The social worker picked up on the same signals, and she politely stepped into the conversation to tell Dad in the plainest, kindest words possible:

“Mr. MacDonald, what they’re saying is that all of the treatments they’ve tried haven’t worked, and there aren’t any other options they can offer to stop your bleeding. We can keep you comfortable and out of pain here in the hospital for the next couple of days, or you can decide if you want to die somewhere else. You can go home to your farm with hospice care, or you can be transferred to the nursing home where your wife was cared for and also received hospice care before she passed away. It’s entirely your decision…do you have a preference?”


Social Workers: A Different Kind of Healthcare Expertise

My sisters and I will be forever grateful for her intervention, because she made a difficult decision as comforting, humane, and seamless as possible.

Specifically, Dad’s social worker recognized that he had not picked up on the doctor’s intended cues in their mention of “comfort modalities” and “palliative care.”

Instead, she used words and concepts that he understood. She made the bedside discussion personal, about him. She listed his options and gave him permission to choose.

My dad was a brilliant farmer and engineer, a guy who could invent and fix just about anything. He’d never attended a four-year college, but his background in mechanical drafting and his endless tinkering on our Ohio farm had led him to a successful career as the supervisor of the experimental department at a major farm equipment manufacturer. There, he and his fellow genius “tinkerers” built prototype machinery, tested it, and tweaked it to perfection before it went into widespread production.

That day in the hospital, the social worker acknowledged his wisdom and well-lived life by explaining what was happening to him in ways that he understood. Recognizing that he had lived a full life in his 83 years, she also gave him a respectful choice in how he wanted to die.

After her explanation of three options for care, Dad decided to be transferred to the same nursing home where Mom had died just 10 weeks earlier of Alzheimer’s disease. Three days after his transfer, he passed away peacefully late one evening. True to his “do it my way” lifestyle (some might call it stubbornness), he waited until we had all left his bedside vigil to make his exit.


Social Workers Provide All-Encompassing Support

Throughout my parents’ medical care during those last years and months of their lives, social workers at our local hospital and nursing home were always there to offer words of support and guide us in the direction they knew we were headed.

I’ll always remember the kindness, compassion and skill of that hospital social worker who made an unbelievably difficult decision about end-of-life care so easy for Dad to understand and make, and so easy for us to accept.
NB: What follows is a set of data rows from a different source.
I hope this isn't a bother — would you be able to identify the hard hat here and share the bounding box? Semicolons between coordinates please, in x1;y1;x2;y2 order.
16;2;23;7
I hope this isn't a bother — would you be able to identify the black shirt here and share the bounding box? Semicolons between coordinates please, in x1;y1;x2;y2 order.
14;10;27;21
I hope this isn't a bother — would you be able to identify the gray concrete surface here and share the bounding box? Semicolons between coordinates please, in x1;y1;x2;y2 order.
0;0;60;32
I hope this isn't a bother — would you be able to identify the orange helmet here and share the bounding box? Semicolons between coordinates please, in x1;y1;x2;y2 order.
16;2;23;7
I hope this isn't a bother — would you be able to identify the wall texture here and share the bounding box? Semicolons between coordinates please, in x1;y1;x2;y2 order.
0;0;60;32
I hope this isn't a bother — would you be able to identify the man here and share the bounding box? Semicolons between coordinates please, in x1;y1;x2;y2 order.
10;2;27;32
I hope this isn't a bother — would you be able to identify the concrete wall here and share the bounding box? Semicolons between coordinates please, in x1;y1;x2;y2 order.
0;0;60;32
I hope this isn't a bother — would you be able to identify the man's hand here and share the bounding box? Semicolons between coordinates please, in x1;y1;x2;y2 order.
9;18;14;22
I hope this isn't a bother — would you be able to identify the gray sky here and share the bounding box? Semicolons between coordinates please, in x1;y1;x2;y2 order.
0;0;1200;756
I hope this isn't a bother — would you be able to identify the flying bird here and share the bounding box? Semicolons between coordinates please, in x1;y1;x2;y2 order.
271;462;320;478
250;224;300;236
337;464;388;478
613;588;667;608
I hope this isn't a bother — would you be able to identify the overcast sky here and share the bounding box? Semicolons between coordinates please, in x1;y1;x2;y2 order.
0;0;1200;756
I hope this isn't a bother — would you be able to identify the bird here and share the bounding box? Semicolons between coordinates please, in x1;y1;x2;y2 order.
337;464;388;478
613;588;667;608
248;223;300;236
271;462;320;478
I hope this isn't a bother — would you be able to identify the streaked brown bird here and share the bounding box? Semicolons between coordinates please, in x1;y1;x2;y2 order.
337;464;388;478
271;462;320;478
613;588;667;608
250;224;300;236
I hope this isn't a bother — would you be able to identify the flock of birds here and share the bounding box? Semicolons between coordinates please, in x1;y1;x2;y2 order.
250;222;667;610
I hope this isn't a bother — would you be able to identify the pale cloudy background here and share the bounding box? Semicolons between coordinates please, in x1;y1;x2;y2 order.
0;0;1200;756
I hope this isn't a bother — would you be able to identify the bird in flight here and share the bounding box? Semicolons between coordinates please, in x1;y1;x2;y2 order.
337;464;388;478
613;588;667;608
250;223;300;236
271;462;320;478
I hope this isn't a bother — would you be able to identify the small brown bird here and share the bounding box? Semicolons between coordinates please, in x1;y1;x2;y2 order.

I’ll never forget the kindness of the nursing home social worker who made Mom’s transition from care at home to care in the memory wing of their facility as seamless and “homelike” as possible.

During our parents’ final days in the nursing home, a social worker checked on us to make sure we had everything we needed to stay sane, comfortable, and connected to cousins and family members near and far.

A social worker also handled the behind-the-scenes details with the local funeral home and county coroner so that we could focus on what we needed to do most: be together and grieve the loss of both of our parents in such a short time.

Mom’s death had been expected after a six-year decline from Alzheimer’s, but Dad’s death was not.

A large part of our family’s ability to tackle his untimely death involved those caring, compassionate social workers.


Sue MacDonald is a freelance writer and former newspaper journalist who specializes in healthcare writing. She lives in Cincinnati, Ohio.